実は、私は、この「6日」という数字を見たとき、複雑な心境になった。というのも、この高市国会答弁の件で、

読売新聞が社説で質問した方(岡田氏)を突然批判し始めるまでが「6日」

だったからだ。そのことは、当ブログ(2026/02/14公開記事)でも次のように指摘している。

そして(7日の答弁から)六日経ってようやく(読売にしては遅くもない、早くもないが)13日朝刊の社説で、

存立危機事態 安全保障で政局もてあそぶな

社説:存立危機事態 安全保障で政局もてあそぶな : 読売新聞(参照2026-02-11)

とのタイトルで、本領?を発揮し始める。

総選挙での「大物議員落選」を他人事のように語る読売新聞はやっぱりすごい(参照2026-03-25)

同記事でも指摘したことだが、例の国会答弁当初(2025年11月7日)は、読売新聞政治面でも翌朝朝刊で記事にするものの、質問自体を問題視することはなく、むしろ活発な国会質疑として好意的にも見える書き方をしていた。(個人の感想です)

ところが、その後なんやかんや(突っ込んできた首切る投稿など)あった後、「6日」経った13日朝刊社説で、読売新聞は、質問した方(岡田氏)を突然批判し始めた。

お気づきだろうか。(何が?)

読売新聞は今回のAI分析記事で中国政府の「沈黙の6日間」と言っているが、読売新聞社説も同様に「沈黙の6日間」を過ごしていた。

発言当初の静観と、「沈黙の6日間」を経てからの、本格展開。

上記当ブログ記事で、この件での読売新聞の社説の流れについて述べたのと、同じ経緯だ。

つまり、今回のAI分析記事での中国政府関係者によるSNS投稿の動きと、読売新聞社説の動きが、時期を同じくして一致していたのだ。

もちろん同じ事象に対する動きなので、時期が一致するのも、何らおかしくはない。当たり前の話だ。

しかしその当たり前の話を、わざわざ「AI」とか「新技術」を使って説明して記事にしたのなら、自らの読売新聞の社説が同じように「沈黙の6日間」を過ごした理由も分析して記事にすべきだろう。

それとも、読売新聞も、(中国政府と同様の文脈で、)投稿者(読売新聞とその関係者)が何らかの「認知戦」を仕掛けていたのだろうか。

そのあたりのことは私の能力では分析できなかったので、私の想像上のせいぜいAI「サカナクンAI」(本社:海)(フィクションであり、実在の人物組織、特にさかなクンさんとは無関係です)に協力を依頼して分析してもらったところ、最終的に複数の仮説が導き出され、このうちの一つ、

「高市首相の国会答弁後、読売新聞(とその関係者)が統一的な対立民批判戦略を検討してから認知戦を仕掛けた」

について、事実かどうか確認しようと思ったけど私の取材力では無理でした。ぎょぎょぎょ。ぜひ、読売新聞にはサカナAIと協力してこの件を確認してほしいなあ。(一部、上記読売新聞記事からの引用と改変が含まれます)

「沈黙の6日間」で雄弁に語ってしまっているかのような読売新聞はやっぱりすギョい。ぎょぎょぎょ。

以上、スタジオにお返しします。


(おまけのお断り)

ここまで書いておいての「お断り」で申し訳ありませんが、今回の当ブログ記事は、実験的な面も含んでいます。冒頭から寄り道し、途中でもふざけたような記述や自分語りなど、どうでもいいようなことを書いて、人によっては分かりにくかったり、クソ詰まんなかったりするところがあったかもしれません。今回は、意図的に、一見関係なさそうな記述を紛らわせようと試みてみました。つまらないところがあったのはそのせいで、わざとです(言い訳)。単にふざけていたわけじゃありません。(書いてる時だけはノリノリでしたけど)。
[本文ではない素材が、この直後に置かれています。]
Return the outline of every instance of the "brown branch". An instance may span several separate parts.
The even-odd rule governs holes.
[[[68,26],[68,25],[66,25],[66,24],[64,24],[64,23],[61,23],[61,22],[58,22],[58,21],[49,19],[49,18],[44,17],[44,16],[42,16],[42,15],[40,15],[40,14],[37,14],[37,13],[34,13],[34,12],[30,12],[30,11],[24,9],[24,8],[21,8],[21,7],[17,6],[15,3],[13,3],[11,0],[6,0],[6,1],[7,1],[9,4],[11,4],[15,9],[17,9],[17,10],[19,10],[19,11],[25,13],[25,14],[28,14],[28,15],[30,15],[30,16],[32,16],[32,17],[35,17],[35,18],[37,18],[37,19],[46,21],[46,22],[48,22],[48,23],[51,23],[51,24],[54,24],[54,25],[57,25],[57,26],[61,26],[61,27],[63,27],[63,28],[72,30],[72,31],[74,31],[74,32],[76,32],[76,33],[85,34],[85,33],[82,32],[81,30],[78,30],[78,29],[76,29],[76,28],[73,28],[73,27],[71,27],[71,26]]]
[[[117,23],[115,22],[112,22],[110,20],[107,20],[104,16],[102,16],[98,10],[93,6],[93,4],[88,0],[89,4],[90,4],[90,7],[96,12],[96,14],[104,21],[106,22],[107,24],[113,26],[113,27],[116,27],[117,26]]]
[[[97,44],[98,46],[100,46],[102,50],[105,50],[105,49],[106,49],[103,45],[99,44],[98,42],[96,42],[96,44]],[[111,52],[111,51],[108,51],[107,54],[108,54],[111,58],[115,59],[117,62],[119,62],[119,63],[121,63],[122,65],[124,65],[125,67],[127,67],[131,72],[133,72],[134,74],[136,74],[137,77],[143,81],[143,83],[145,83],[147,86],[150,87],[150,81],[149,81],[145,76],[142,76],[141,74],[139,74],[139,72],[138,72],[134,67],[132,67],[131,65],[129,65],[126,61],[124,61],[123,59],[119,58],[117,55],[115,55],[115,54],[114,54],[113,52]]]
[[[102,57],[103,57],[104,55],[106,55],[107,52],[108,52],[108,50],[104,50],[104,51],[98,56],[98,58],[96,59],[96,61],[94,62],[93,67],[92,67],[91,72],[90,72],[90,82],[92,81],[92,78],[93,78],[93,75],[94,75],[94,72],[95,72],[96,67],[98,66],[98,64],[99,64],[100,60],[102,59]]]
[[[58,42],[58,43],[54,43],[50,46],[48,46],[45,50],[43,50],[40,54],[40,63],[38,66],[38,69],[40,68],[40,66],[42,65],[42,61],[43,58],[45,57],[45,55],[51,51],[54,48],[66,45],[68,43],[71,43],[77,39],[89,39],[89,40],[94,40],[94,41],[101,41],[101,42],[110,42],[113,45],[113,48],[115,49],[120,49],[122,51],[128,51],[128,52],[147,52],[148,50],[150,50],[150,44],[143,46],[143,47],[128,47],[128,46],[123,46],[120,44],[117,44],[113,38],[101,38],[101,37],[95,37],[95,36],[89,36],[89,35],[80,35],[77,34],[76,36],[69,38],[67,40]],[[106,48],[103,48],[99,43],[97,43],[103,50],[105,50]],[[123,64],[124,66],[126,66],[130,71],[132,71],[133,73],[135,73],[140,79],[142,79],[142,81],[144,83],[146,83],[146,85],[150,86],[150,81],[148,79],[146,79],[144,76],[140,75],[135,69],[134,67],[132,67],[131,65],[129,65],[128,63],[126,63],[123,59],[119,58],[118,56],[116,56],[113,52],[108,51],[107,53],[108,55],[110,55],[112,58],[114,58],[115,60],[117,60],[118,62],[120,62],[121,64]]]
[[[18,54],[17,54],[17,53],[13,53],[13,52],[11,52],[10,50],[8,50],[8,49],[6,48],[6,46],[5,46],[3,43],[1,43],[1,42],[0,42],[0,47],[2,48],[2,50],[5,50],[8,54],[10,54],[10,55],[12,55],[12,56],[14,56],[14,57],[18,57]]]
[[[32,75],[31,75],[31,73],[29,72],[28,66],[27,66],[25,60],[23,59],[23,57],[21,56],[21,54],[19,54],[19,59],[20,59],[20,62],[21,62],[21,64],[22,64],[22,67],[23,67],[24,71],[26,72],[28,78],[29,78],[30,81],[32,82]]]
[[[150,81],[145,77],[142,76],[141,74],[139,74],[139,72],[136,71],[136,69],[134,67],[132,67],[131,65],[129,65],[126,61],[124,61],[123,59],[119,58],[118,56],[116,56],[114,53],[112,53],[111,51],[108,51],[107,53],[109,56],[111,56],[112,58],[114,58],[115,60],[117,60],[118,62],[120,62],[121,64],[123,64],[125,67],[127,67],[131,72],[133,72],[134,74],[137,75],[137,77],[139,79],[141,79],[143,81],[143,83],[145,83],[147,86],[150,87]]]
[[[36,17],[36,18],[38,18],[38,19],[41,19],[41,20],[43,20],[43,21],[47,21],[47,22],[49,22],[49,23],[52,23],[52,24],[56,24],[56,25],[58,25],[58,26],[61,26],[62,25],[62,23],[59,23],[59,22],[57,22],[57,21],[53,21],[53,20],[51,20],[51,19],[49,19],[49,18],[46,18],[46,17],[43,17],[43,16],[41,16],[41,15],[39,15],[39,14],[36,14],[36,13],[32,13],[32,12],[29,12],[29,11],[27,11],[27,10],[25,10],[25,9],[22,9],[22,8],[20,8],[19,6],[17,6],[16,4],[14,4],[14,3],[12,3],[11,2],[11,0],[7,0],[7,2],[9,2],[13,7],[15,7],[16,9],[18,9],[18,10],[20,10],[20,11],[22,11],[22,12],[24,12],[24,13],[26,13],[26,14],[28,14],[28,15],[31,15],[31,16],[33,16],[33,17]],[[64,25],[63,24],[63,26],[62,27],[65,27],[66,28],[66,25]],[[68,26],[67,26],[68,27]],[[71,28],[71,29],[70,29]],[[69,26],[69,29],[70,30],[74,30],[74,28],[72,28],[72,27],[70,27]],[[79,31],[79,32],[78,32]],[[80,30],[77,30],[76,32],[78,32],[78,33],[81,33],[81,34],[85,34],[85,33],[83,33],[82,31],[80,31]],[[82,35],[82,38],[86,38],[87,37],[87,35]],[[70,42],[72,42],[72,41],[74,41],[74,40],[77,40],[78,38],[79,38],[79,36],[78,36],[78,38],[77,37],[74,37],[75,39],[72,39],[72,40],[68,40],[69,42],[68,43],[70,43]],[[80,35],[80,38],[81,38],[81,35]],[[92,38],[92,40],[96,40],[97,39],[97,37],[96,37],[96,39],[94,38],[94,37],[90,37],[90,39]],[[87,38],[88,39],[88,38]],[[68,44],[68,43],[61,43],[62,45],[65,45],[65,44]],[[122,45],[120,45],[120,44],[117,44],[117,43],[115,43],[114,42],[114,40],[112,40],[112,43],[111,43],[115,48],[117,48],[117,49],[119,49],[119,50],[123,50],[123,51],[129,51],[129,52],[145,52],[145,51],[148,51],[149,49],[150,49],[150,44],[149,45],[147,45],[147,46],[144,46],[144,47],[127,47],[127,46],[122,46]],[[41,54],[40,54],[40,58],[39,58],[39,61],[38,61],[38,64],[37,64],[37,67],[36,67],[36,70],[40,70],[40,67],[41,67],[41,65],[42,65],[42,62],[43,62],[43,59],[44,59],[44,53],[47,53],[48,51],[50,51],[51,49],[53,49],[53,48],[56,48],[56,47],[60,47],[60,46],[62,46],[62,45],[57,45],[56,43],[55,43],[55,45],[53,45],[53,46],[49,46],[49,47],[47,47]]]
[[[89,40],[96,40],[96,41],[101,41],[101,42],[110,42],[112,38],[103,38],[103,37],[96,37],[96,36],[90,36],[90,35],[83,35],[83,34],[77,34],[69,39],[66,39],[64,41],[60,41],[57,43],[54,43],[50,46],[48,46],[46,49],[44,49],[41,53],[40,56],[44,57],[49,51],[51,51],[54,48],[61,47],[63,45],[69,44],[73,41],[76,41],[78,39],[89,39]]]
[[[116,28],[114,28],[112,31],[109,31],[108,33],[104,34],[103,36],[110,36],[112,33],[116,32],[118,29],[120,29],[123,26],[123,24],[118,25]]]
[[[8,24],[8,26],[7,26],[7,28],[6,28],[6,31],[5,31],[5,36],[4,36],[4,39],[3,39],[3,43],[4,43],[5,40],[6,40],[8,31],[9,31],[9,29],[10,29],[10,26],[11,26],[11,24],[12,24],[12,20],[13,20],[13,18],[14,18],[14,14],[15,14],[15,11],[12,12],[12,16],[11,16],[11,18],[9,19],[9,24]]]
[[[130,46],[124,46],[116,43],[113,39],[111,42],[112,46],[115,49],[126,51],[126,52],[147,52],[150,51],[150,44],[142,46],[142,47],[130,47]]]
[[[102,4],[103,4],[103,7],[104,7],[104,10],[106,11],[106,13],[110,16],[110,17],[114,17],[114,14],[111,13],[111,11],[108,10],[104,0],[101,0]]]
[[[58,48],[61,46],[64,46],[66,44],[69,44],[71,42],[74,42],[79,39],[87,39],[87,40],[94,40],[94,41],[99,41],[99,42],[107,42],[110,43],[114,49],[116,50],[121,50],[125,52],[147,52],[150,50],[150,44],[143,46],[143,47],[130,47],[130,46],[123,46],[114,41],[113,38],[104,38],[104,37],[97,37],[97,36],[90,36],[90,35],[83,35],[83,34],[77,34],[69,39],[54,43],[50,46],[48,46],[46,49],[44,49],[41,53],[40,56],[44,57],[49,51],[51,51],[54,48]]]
今回の読売新聞分析での「沈黙の6日間」のワードについては、ずっとのどに小骨が刺さったような気がしてました(サカナだけに)。

そのワードを見たときは、すぐに、「そういう読売自身が社説で6日たってから批判を始めたこと」を私も当ブログで指摘していたことを思い出しました。

自意識過剰だと思いますが、「6日」という数字が一致しているので、ひょっとして読売(記者)は当ブログ記事を読んで影響されてる?、とも思いました。
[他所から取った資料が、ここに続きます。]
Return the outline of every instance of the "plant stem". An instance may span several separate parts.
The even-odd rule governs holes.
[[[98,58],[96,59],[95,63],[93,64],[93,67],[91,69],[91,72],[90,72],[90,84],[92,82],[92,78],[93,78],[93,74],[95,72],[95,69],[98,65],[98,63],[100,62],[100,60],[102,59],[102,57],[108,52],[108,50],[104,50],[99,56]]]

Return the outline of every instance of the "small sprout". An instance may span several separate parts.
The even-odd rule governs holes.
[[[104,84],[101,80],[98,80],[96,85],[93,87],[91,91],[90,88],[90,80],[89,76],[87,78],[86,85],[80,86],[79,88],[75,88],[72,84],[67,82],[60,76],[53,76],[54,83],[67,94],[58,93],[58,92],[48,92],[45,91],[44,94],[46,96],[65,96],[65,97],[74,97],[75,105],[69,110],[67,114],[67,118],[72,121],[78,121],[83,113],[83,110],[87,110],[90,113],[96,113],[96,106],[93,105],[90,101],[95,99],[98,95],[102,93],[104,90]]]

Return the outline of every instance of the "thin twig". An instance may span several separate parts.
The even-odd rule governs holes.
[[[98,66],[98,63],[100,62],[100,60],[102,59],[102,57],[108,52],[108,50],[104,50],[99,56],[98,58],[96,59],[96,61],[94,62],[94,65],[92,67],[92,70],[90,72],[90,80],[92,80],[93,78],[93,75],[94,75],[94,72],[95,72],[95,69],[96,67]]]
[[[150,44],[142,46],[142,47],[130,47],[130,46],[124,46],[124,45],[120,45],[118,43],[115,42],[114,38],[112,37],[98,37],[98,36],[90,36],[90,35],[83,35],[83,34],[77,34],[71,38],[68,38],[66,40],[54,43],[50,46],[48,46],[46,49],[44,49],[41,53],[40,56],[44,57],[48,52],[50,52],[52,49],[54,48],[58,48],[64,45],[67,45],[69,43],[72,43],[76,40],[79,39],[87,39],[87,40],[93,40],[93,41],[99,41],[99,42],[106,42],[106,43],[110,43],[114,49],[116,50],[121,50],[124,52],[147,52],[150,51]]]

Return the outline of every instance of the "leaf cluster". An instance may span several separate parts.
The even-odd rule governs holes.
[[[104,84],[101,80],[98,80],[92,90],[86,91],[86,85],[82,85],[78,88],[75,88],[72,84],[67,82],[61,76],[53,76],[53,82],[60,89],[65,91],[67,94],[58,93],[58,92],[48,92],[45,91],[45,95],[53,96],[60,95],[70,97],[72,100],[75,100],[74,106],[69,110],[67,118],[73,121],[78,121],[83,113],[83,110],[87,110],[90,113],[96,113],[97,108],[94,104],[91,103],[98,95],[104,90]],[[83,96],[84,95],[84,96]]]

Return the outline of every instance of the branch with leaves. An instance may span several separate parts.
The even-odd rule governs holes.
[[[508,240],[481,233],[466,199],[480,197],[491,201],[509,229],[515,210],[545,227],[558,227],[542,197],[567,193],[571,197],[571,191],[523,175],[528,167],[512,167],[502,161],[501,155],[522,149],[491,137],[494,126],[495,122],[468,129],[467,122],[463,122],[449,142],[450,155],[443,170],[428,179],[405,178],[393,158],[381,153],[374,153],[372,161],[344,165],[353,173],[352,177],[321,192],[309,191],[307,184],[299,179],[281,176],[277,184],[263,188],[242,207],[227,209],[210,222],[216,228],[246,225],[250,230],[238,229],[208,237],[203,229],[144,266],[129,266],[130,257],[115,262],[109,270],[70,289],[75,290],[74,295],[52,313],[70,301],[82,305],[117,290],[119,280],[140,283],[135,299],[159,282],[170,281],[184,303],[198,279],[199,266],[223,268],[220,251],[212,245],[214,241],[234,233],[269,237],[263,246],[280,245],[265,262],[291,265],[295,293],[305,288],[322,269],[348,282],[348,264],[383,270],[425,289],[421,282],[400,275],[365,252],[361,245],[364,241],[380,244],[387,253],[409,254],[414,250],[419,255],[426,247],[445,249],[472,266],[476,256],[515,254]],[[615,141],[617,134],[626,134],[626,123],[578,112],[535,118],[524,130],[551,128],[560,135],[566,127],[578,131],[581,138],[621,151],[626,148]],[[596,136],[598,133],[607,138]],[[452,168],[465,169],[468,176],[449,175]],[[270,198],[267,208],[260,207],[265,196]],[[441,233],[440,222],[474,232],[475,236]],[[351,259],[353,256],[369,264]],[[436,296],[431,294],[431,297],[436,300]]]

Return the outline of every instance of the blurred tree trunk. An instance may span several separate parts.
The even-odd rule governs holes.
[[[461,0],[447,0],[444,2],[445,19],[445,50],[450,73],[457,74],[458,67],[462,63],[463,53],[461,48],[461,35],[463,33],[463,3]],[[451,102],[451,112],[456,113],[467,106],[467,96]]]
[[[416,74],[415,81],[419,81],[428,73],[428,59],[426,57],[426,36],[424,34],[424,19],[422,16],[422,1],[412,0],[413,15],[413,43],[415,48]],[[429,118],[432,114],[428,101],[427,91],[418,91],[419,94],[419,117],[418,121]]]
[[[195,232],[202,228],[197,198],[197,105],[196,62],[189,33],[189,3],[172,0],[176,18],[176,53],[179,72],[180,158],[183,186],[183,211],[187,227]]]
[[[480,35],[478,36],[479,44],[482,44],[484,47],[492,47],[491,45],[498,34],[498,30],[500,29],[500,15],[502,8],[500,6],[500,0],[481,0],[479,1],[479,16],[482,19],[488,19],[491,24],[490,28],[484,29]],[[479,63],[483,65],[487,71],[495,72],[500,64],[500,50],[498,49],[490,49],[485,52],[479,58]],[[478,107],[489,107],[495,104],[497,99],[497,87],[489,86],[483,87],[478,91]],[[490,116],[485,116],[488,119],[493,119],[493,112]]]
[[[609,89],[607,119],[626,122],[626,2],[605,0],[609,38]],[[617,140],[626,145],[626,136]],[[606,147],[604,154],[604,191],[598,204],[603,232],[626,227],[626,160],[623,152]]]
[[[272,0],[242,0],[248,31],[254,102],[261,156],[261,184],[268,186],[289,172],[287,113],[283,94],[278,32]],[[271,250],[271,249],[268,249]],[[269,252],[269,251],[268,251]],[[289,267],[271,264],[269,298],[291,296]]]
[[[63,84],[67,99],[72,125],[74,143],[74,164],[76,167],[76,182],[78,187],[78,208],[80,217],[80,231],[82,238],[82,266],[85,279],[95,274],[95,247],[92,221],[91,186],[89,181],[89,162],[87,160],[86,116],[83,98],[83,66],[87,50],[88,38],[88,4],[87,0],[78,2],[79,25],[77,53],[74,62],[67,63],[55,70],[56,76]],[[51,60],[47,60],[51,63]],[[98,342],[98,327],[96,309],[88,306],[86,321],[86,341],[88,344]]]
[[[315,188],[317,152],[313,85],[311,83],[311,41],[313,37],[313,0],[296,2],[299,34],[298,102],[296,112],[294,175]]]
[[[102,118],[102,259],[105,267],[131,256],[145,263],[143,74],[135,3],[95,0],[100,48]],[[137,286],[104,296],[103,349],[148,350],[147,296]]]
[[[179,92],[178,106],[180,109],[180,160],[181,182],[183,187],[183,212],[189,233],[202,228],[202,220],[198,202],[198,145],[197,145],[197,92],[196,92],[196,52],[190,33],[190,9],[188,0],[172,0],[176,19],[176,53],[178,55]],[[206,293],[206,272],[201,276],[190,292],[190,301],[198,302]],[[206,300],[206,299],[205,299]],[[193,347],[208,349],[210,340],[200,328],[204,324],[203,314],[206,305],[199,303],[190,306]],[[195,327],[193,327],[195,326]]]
そんな浅はかな考えは、当ブログの閲覧数の少なさから予想できる結論ですぐに打ち消されましたが、AIが学習で取り込んだ可能性はないか、と考えました。

大規模学習モデルは、ある意味、インターネット上のピンからキリまでの文書も読み込んでいるのだから、当ブログ記事が読み込まれた可能性はあり、特に、読売新聞の記事内容について長文で(ながながと)述べている文書は希少なので(個人の感想です)、読売新聞と共同分析したAIが当ブログ記事を取り込んだ蓋然性は高いと思われます。
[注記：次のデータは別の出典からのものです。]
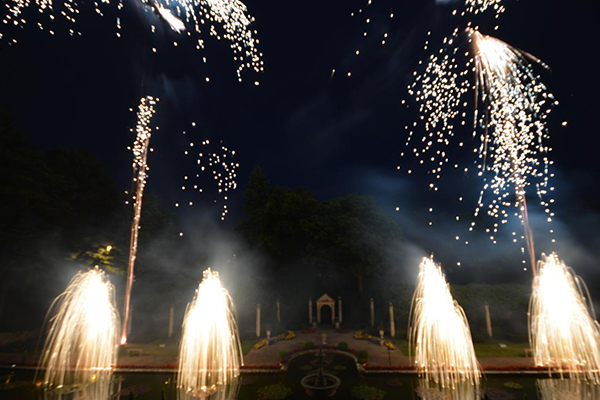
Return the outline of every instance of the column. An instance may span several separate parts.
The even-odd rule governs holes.
[[[313,323],[313,313],[312,313],[312,299],[308,298],[308,323],[312,325]]]
[[[390,337],[396,337],[396,323],[394,322],[394,305],[390,301]]]
[[[371,328],[375,326],[375,302],[371,298]]]
[[[171,304],[171,308],[169,308],[169,336],[168,338],[170,339],[171,336],[173,336],[173,316],[175,314],[175,307],[173,307],[173,304]]]
[[[275,305],[277,306],[277,322],[281,322],[281,303],[279,302],[279,299],[277,299]]]
[[[485,303],[485,327],[487,329],[487,334],[489,337],[494,336],[494,332],[492,331],[492,316],[490,315],[490,305]]]
[[[256,337],[260,337],[260,304],[256,305]]]
[[[342,324],[342,296],[338,296],[338,321]]]

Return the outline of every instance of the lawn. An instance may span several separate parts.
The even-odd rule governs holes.
[[[252,347],[254,346],[254,344],[257,342],[256,339],[246,339],[242,341],[242,353],[244,355],[248,354],[250,352],[250,350],[252,350]]]
[[[161,346],[160,342],[151,343],[130,343],[127,346],[119,347],[119,356],[127,356],[130,351],[138,350],[144,356],[177,356],[179,346],[166,344]]]
[[[500,347],[500,343],[505,344],[506,347]],[[394,339],[394,345],[402,354],[408,356],[408,341],[406,339]],[[525,357],[523,349],[529,348],[529,343],[513,343],[507,340],[486,340],[474,345],[477,357]]]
ここから先は、陰謀論とか妄想とかの範疇になるかもしれませんが、今回の読売記事での分析、「発言当初の静観と、(沈黙の)6日間を経てからの、本格展開」(個人によるまとめ)は、当ブログの前記事で読売社説について言及した「ナラティブ」に影響を受けている可能性が考えられます。

つまり、読売新聞とサカナAIの共同分析での、「中国政府が大規模認知戦を仕掛けた可能性」については、「読売新聞が社説で認知戦を仕掛けた可能性」の裏返し、という「ナラティブ」が考えられます。

もちろん、そんな可能性までも言い出せば、当ブログ記事も、「読売新聞が私に認知戦を仕掛けてた結果、まんまと引っかかって書いた」と言うことも可能になるでしょう。

私がサカナを釣ったのか、私がサカナに釣られたのか。

生成AIが当ブログを(少しでも)参考にした可能性を探るために、今回の当ブログでは、関連しそうで関連していない言葉や、関連してなさそうで関連している言葉を、紛らわせてみました。

仮に、今回読売新聞が共同分析したAIが、ギョギョギョとか言い出したら、当ブログ記事が影響したかもしれませんし、影響していないかもしれません。

この手法が有効だとは思っていませんが、この記事内容で不快に思われた方にはお詫びいたします。ギョめんなさい。とかなんとか。